Le tour de magie le plus incroyable du monde
Texte et illustrations : Beatriz Martín Vidal
Éditeur : Grasset Jeunesse
Date de parution : 8 avril 2026
Genre : Album jeunesse, petite enfance
Avec Le tour de magie le plus incroyable du monde, Beatriz Martin Vidal signe un album jeunesse grand format destiné aux enfants dès 4 ans, aussi déroutant que fascinant. Jouant sur les contrastes entre le texte et l’image, entre réalisme et imaginaire, et entre un ton enjoué et une esthétique mélancolique, l’autrice-illustratrice invite les jeunes lecteurs à une expérience où la magie réside moins dans le tour lui-même que dans la façon de le raconter.
Dès le premier regard, le livre-objet intrigue par son format vertical atypique, culminant à 36 centimètres de hauteur. Ce choix graphique fort évoque le chapeau haut-de-forme des magiciens, celui-là même que porte l’héroïne représentée sur la couverture. Cette petite fille, qui semble avoir 6 ou 7 ans, est vêtue d’un pull à col roulé noir, d’une jupe écossaise et de baskets Converse rouges. Elle est représentée dans un décor urbain reconnaissable : une terrasse pavée, bordée d’un parc et d’immeubles. Mais le réalisme s’arrête à ces détails et, très vite, le trouble s’installe.

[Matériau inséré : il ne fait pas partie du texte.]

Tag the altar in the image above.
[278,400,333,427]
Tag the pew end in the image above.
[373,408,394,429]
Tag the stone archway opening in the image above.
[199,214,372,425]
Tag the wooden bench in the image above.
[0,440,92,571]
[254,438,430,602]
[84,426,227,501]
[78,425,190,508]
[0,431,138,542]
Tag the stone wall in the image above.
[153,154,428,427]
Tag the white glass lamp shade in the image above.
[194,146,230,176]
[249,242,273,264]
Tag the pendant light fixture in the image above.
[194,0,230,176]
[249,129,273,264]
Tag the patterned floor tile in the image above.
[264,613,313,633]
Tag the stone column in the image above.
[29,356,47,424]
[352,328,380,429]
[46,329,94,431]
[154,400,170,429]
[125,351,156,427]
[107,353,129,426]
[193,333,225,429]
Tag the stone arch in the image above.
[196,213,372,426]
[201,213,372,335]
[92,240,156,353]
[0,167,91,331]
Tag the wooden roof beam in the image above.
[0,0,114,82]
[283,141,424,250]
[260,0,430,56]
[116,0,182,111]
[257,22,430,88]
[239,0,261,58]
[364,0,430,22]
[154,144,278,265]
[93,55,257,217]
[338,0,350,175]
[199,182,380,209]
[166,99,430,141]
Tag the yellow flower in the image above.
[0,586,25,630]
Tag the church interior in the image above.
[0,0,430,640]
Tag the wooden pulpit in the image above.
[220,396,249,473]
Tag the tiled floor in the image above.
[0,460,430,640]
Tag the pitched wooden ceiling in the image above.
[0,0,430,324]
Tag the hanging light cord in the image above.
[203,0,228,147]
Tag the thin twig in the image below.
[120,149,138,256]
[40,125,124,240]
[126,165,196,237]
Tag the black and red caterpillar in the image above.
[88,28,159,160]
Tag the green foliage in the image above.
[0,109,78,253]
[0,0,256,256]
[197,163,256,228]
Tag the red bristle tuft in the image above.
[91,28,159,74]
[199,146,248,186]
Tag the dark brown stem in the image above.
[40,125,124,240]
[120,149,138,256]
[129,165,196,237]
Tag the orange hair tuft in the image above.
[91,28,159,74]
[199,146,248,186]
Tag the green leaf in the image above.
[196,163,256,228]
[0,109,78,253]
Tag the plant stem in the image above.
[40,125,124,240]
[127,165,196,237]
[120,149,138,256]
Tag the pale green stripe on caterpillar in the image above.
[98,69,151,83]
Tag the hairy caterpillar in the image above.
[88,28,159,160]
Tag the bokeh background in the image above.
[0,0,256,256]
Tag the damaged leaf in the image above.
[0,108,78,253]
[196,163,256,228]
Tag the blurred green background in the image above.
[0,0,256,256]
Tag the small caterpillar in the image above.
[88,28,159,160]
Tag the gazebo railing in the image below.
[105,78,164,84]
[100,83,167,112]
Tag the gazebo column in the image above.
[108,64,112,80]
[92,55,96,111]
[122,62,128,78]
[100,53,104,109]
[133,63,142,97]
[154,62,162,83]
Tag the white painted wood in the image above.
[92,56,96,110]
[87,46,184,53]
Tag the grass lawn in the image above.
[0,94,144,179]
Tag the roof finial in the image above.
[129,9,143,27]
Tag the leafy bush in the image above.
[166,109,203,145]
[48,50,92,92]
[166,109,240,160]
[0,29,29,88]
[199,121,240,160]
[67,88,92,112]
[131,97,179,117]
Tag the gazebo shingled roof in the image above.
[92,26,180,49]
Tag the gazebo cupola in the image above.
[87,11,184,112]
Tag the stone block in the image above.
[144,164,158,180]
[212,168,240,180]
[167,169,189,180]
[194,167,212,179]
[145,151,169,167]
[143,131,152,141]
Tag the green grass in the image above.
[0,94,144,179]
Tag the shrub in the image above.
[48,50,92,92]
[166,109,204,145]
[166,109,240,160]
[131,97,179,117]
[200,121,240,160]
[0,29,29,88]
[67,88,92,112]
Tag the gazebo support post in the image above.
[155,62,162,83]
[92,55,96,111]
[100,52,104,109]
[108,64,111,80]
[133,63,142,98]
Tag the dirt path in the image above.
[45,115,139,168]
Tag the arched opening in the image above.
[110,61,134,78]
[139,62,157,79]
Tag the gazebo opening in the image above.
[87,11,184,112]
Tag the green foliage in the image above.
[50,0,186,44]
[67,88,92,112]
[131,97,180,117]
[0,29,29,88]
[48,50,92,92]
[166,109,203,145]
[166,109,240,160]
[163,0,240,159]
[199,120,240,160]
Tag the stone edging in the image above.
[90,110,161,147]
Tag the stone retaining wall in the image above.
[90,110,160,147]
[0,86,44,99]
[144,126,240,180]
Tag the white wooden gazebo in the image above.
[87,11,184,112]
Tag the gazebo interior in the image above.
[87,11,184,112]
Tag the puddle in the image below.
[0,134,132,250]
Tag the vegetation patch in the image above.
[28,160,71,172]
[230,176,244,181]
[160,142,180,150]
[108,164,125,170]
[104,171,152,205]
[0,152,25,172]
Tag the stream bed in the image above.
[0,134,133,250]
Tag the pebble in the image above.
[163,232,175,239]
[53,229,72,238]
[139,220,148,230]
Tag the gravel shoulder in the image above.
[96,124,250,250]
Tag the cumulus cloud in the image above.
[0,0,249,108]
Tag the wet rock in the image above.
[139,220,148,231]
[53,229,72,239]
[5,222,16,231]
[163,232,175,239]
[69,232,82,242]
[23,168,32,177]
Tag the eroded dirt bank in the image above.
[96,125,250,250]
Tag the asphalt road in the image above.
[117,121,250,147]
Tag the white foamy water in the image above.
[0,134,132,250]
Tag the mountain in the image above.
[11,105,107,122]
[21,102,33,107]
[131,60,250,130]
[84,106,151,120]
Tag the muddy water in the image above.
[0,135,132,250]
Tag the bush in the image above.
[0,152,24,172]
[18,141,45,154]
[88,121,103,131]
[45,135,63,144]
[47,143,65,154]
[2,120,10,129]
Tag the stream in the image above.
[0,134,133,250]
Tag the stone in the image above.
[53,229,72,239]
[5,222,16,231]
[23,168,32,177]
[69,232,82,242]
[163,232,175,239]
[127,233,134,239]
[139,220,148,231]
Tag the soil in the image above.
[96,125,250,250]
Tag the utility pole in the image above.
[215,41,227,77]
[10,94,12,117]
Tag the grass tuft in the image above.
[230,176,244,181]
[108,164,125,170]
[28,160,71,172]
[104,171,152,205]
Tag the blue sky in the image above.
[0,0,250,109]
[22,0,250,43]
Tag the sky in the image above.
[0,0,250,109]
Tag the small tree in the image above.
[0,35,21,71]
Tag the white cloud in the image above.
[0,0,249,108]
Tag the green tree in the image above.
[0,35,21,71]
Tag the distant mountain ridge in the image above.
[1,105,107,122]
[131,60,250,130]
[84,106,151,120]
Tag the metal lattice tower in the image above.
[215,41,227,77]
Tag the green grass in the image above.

Les illustrations, dominées par des teintes noires et un jaune presque doré, sont imprégnées d’un effet flou, comme pour mieux se détacher du réel. Elles s’étalent souvent en double page, tandis que le texte, volontairement bref, circule d’une page à l’autre, jouant avec des caractères de tailles différentes. C’est la petite fille elle-même qui prend la parole, s’adressant directement au lecteur, pour qui elle s’apprête à exécuter un tour de magie.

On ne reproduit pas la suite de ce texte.